I manage to get back to my zen-like state after glancing at my speedometer a few times: 50, 51, 52 miles per hour. A decent speed for the time of day, the highway, and the season. I know better than to let you push me into a speed I don’t feel comfortable with. I refuse to let you bully me.

Did you know driving that close to a car’s back end is bullying? Also dangerous and crazy? If I need to stop suddenly for a deer there is no way in this quiet valley you can stop quickly enough without slamming the front end of your pickup into the back end of my car...and you’re bigger than me.

Certainly our cars would get hurt and my guess is that we would too. I have my seat belt on, but do you? Hitting me at 50 mph without a seat belt could mean flying through your windshield.
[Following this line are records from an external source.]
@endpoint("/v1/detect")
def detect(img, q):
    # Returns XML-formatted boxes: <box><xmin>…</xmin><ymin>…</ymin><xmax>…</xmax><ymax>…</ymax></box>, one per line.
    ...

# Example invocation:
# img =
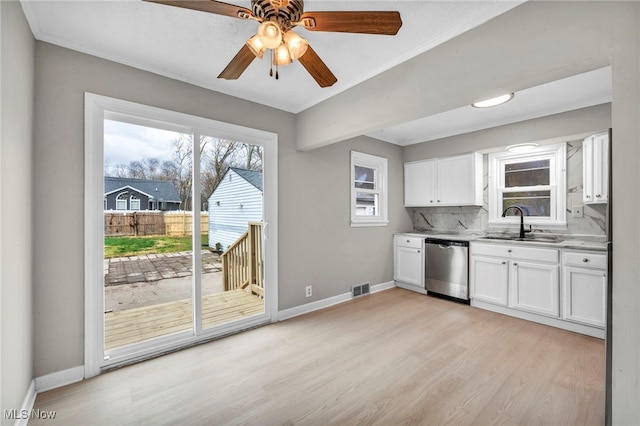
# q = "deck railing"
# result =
<box><xmin>221</xmin><ymin>222</ymin><xmax>264</xmax><ymax>298</ymax></box>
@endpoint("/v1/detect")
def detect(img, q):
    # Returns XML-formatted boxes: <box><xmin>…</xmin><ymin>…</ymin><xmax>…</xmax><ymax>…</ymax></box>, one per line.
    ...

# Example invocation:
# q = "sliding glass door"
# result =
<box><xmin>84</xmin><ymin>94</ymin><xmax>277</xmax><ymax>374</ymax></box>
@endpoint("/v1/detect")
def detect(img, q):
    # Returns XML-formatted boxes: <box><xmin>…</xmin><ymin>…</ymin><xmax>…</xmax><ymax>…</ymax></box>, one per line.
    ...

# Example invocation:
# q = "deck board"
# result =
<box><xmin>105</xmin><ymin>290</ymin><xmax>264</xmax><ymax>350</ymax></box>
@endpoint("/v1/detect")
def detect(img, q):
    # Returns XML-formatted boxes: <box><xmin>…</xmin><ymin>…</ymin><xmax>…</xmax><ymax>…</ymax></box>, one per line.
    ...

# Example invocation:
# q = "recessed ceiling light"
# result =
<box><xmin>472</xmin><ymin>93</ymin><xmax>514</xmax><ymax>108</ymax></box>
<box><xmin>506</xmin><ymin>142</ymin><xmax>538</xmax><ymax>153</ymax></box>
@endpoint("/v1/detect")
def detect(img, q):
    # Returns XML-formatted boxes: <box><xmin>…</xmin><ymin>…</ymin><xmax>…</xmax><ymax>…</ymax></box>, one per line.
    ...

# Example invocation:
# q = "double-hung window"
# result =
<box><xmin>116</xmin><ymin>192</ymin><xmax>128</xmax><ymax>210</ymax></box>
<box><xmin>350</xmin><ymin>151</ymin><xmax>388</xmax><ymax>227</ymax></box>
<box><xmin>488</xmin><ymin>142</ymin><xmax>566</xmax><ymax>228</ymax></box>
I had a neighbor who used to live on the ridgetop above me. On a morning similar to this one, where you insist on trying to scare me half to death, he was hit by another car. He doesn’t live near me anymore. He lives in La Crosse with a round-the-clock nurse who helps him maneuver his wheelchair, his breathing apparatus, and his life. He is a quadriplegic.

The road winds back and forth; so does my car, and so does your truck. You have become a burr on my tail, a thorn in my side, a menace to society. For the most part I’m able to tune you out. I drive with both hands on the wheel. I am careful and acutely aware of my surroundings. I’m on high alert for bucks following the scent of the does without any regard for roads or cars. I don’t want to hit a deer—and I don’t want to be hit.

I haven’t slowed down and I’ve maintained my speed. It has become lighter out. I watch the car clock turn. You haven’t backed off of my rear end, and, after ten long minutes, I figure out you aren’t about to.

I start thinking about the new yellow lines they recently painted on this stretch of highway. Broken yellow lines were repainted into solid yellows. I think of this because I worry you are going to try to pass me on the double yellow and there isn’t anywhere I feel safe enough to pull over.

I’m driving and thinking that I have my First Responder certification. If you hit me and I’m able to move I will get out of my car and come back to your truck and help you if necessary. I will look, listen, and feel for your breath. I will carefully reposition your head to open your airway. I will...

My thinking stops with the sound of your acceleration.  Your truck is so close beside me I could reach out my window and almost touch it. Then you swerve in front of me and wham, you slam on your brakes. I slam on mine. My head snaps. My brain is on fire. One minute I was wondering how I’d save you and now I’m hating you.

I dislike that you were able to take me to a place of anger. I was doing okay with your immaturity, impatience, and recklessness until that moment. My leg feels like it’s working one of those old-fashioned sewing machinespump-pump-pump. I’m filled with adrenaline, and my heart is beating wildly against my rib cage.

I can see your taillights receding down the highway. I’ve readjusted my mirror. I’ve readjusted my attitude and I’m managing to drive. I’m getting back to thinking, and as I approach the city limits I can still see you ahead of me, already in the 25-mph zone.

My foot has stopped jerking and my heart rate has returned to normal. I pull up to the first stop sign in over ten miles and your truck is right in front of me.

Dear red truck driver, was that necessary? Can we all please agree to think while we’re driving?